The Central and State governments will need to sit together and work out a mechanism to set up a long-term fund to buy back the IPPs on contractual terms if they cannot be made viable so that they are not a burden to the current economics. The cost of removing such redundancies have to be borne by the system over a long term and stronger economies have come out successful when redundancies and inefficiencies are removed from the system.

There is a strong feeling that the villages and the rural electrification process will be seriously hampered by the Act. This not a correct situation. The Act allows freedom and the rural communities can delink from the system and go for standalone systems. While the industrial and commercial consumers may have supported the cross-subsidies arising out of the deficits of the EBs, the rural communities have been sacrificing their growth over the last 50 years. They have not been able to demand more efficient, regular and uninterrupted supplies of electricity because of free or concessional supply.

The new Act gives the rural communities freedom. They no more have to suffer the metro and urban demands. They can also demand for good and efficient service for quality and uninterrupted power.
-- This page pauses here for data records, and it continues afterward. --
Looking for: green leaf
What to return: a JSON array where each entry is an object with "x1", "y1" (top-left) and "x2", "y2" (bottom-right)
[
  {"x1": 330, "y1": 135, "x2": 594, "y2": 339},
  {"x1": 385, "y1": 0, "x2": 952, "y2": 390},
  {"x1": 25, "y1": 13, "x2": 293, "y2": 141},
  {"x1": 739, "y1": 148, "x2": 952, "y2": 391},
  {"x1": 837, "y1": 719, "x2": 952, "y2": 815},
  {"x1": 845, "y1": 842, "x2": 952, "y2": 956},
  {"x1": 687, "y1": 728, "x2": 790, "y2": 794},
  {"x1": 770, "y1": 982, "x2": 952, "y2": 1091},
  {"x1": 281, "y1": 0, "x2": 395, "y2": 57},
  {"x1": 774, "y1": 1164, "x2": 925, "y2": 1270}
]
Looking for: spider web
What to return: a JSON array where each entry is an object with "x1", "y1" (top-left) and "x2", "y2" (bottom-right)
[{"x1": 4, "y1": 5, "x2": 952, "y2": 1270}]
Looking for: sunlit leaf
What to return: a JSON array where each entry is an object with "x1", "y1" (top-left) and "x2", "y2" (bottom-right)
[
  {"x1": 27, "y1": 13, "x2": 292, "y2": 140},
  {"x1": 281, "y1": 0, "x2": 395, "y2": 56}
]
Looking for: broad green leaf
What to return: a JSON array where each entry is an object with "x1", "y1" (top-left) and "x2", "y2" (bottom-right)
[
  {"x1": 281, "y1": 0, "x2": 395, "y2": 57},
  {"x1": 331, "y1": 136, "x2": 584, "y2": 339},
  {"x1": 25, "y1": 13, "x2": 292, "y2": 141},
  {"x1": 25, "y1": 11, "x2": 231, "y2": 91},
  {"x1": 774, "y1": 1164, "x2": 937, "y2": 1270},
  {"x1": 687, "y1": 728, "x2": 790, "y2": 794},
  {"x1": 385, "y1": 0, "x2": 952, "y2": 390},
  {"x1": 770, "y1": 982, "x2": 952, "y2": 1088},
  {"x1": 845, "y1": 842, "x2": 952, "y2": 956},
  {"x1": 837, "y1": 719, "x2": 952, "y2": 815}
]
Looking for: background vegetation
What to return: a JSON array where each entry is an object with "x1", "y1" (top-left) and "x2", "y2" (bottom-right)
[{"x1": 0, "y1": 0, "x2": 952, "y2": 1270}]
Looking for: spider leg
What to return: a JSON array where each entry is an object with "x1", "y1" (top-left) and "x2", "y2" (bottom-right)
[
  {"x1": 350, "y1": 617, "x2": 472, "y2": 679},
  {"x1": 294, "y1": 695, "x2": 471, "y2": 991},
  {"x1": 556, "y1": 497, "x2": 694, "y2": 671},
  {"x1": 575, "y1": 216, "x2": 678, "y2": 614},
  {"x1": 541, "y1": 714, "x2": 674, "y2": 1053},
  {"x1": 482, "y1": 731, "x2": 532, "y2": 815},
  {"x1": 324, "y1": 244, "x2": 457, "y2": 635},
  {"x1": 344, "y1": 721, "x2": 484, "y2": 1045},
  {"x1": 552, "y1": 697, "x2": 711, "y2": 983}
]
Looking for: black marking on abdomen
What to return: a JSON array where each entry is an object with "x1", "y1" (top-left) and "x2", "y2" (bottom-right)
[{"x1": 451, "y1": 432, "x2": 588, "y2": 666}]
While in the short run, they may look for support, in the long run,they would enjoy the freedom and use the same to their benefit. The richer communities have a responsibility to hold their hands for a short time in the interim. At the end, there are no losers; the Act is a win-win situation and it is in the hands of the bureaucrats and employees unions to force the acceleration of the reforms process, and if they do not, they would be left behind to handle the mess, while other communities - industrial, commercial, urban, metro and rural - move along and carry the benefits themselves.